Before Dugu Bo could act, before the pressure could crush them further, the forest itself seemed to shift — the heavy, suffocating Spirit Power suddenly calming, like a storm slowing into a heavy mist.

From within Dugu Bo's Spirit Sea, Manchineel materialized into the real world without being summoned, stepping forward into the clearing with the effortless authority of an ancient king.

His form shimmered with a deep green and gold light, his aura bringing tranquility to the chaos, not through violence, but through sheer presence.

Even the massive butterfly's wings stilled slightly, the overwhelming pressure easing, as if the forest itself were bowing in recognition of an equal.

The butterfly's ancient, tired voice spoke again, this time carrying a thin thread of surprise — and familiarity:

"Old Tree..."

The massive being tilted its wings slightly, as if studying Manchineel more closely through timeless eyes.

Manchineel gave a soft chuckle, the sound like the creaking of old wood in a deep forest breeze.

He offered no bow, no sign of submission — only the quiet acknowledgment due to an old peer.
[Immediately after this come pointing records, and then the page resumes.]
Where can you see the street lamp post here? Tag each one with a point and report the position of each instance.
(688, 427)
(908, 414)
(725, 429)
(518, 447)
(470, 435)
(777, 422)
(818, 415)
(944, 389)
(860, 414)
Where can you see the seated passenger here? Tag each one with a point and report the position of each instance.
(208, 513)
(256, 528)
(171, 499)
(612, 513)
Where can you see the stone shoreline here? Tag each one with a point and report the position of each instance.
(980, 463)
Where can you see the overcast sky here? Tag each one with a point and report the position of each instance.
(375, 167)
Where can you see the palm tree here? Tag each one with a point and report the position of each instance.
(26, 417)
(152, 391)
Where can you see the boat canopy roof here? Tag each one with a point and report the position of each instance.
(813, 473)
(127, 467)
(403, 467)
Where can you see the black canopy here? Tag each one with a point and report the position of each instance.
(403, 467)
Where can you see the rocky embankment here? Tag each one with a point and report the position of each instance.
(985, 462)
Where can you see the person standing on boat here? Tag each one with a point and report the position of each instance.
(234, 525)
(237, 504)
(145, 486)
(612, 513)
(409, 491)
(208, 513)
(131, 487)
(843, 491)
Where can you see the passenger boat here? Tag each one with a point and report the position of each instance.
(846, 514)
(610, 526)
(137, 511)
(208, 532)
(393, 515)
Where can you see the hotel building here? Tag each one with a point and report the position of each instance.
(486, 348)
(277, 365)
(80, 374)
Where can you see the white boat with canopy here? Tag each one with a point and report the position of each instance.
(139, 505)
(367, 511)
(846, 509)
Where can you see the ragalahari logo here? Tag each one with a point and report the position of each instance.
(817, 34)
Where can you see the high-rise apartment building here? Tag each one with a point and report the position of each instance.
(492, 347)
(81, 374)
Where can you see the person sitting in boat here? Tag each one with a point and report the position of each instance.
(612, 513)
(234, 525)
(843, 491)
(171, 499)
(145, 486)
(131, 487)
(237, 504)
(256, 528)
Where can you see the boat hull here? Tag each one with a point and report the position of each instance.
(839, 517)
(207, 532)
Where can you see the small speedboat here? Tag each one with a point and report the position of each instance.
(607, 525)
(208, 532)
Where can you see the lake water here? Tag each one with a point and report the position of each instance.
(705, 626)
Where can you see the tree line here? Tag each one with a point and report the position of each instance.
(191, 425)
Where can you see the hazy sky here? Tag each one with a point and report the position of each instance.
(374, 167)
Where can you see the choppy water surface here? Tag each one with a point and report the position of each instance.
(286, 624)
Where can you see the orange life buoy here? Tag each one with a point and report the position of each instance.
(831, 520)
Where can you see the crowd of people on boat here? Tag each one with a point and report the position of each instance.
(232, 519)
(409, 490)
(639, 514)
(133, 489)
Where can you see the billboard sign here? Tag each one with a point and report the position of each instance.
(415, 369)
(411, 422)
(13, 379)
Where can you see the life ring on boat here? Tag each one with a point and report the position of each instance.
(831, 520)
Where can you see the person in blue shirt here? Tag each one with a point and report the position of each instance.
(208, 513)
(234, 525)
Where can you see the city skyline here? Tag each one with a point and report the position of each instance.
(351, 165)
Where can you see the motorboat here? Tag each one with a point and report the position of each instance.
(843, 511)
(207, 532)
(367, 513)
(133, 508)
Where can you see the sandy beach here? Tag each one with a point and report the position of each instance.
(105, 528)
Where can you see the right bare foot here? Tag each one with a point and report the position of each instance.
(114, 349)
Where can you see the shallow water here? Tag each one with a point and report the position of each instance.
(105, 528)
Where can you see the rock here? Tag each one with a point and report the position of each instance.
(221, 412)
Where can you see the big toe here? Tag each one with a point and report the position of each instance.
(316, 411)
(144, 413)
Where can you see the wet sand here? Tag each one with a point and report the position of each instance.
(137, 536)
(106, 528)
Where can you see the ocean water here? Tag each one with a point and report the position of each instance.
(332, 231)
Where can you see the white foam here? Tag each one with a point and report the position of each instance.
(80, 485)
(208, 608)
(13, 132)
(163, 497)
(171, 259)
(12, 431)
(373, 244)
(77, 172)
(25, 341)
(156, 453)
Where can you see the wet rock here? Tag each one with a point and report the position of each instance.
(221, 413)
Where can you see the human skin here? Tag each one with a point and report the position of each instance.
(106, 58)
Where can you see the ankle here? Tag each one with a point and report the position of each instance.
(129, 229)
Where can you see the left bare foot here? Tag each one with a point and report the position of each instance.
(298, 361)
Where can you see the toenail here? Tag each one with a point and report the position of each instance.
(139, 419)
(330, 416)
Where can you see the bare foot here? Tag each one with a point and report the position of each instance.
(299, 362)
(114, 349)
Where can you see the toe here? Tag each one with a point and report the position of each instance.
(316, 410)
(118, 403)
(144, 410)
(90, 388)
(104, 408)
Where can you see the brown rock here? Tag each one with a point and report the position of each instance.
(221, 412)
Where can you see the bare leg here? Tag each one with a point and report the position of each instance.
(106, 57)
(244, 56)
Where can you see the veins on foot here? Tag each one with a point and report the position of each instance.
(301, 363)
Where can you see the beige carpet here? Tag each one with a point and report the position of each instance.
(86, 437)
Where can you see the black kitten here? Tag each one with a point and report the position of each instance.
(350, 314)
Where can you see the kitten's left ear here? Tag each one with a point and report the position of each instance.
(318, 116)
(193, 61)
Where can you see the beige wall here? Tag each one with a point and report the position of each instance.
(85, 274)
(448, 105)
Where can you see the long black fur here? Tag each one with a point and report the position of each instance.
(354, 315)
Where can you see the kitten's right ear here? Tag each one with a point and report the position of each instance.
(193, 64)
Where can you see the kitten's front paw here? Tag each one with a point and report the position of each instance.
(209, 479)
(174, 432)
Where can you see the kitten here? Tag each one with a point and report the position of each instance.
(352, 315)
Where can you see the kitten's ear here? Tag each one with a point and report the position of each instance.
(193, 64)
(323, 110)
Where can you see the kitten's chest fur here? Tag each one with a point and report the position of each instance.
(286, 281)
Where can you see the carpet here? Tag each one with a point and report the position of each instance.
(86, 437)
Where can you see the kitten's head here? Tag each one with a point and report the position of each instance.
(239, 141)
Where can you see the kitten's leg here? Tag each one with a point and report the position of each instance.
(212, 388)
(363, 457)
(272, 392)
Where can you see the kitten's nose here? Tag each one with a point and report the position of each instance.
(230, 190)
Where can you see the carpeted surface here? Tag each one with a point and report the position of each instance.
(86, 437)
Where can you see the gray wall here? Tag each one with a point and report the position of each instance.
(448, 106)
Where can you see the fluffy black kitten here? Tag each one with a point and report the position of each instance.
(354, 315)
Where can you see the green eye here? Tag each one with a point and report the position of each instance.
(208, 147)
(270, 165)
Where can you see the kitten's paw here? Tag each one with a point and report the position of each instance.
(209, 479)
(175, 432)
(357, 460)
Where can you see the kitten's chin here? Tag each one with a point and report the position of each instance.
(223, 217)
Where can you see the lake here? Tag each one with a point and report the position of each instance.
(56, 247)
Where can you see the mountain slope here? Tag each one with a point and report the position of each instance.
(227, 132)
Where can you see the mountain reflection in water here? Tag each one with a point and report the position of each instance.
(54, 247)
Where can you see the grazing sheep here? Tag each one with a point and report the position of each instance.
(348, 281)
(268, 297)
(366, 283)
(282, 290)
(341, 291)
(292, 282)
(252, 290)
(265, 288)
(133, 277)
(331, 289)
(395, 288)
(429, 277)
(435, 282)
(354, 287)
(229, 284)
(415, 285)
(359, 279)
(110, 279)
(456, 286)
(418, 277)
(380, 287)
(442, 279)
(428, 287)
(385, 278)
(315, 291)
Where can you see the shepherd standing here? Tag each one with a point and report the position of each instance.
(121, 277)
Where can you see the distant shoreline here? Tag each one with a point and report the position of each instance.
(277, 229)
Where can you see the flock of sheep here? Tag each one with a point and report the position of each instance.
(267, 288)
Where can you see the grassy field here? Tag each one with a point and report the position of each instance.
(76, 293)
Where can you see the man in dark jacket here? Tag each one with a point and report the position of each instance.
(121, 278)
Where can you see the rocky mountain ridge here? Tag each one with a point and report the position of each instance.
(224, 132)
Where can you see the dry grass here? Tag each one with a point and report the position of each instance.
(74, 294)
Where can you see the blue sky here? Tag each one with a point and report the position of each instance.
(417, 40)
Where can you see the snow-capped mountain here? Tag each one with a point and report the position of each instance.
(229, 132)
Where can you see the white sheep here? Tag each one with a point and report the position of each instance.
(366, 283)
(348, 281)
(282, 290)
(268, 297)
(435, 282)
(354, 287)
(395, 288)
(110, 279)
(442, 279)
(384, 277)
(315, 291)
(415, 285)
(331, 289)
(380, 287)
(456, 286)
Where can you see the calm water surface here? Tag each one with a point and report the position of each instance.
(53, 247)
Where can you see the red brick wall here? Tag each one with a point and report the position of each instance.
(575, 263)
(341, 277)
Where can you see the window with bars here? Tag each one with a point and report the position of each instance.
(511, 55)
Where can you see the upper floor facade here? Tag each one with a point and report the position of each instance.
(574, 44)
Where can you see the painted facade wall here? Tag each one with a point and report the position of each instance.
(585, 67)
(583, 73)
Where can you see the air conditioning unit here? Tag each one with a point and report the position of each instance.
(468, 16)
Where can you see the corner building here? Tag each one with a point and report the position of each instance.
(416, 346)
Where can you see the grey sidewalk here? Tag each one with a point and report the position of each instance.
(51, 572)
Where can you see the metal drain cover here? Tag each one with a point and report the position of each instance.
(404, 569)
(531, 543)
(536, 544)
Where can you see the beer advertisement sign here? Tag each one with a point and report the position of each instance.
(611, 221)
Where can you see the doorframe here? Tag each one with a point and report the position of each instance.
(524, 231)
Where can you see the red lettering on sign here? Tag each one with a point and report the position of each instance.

"Old Qian," Manchineel replied, amusement threading his voice.

 "It seems you've been defeated by humans. How surprising." The butterfly — Old Qian, as Manchineel called him — gave a slow, echoing laugh, full of weariness rather than anger.

"Haha," Old Tree said, his voice resonating through the clearing,

"If I had been defeated... we would not be having this conversation."

He pulsed his Spirit Power once, briefly, not as a threat but as proof of his still overwhelming strength.

"I bonded with this human," Old Tree continued, his voice softer now, "not out of defeat... but choice."

A pause.

The massive butterfly seemed to shimmer more brightly for a moment, the colors of his wings deepening with emotion.

"It grew... lonely, in the heart of the Swamp," he admitted, voice heavy. "The world outside changes, rots, blooms anew — and yet we endure. Watching. Forgotten. The friends we both once had thousands of years ago are all dead. You, Old Ho, Old Nin, and Myself are all thats left."

He turned his luminous gaze toward Dugu Bo and the children behind him.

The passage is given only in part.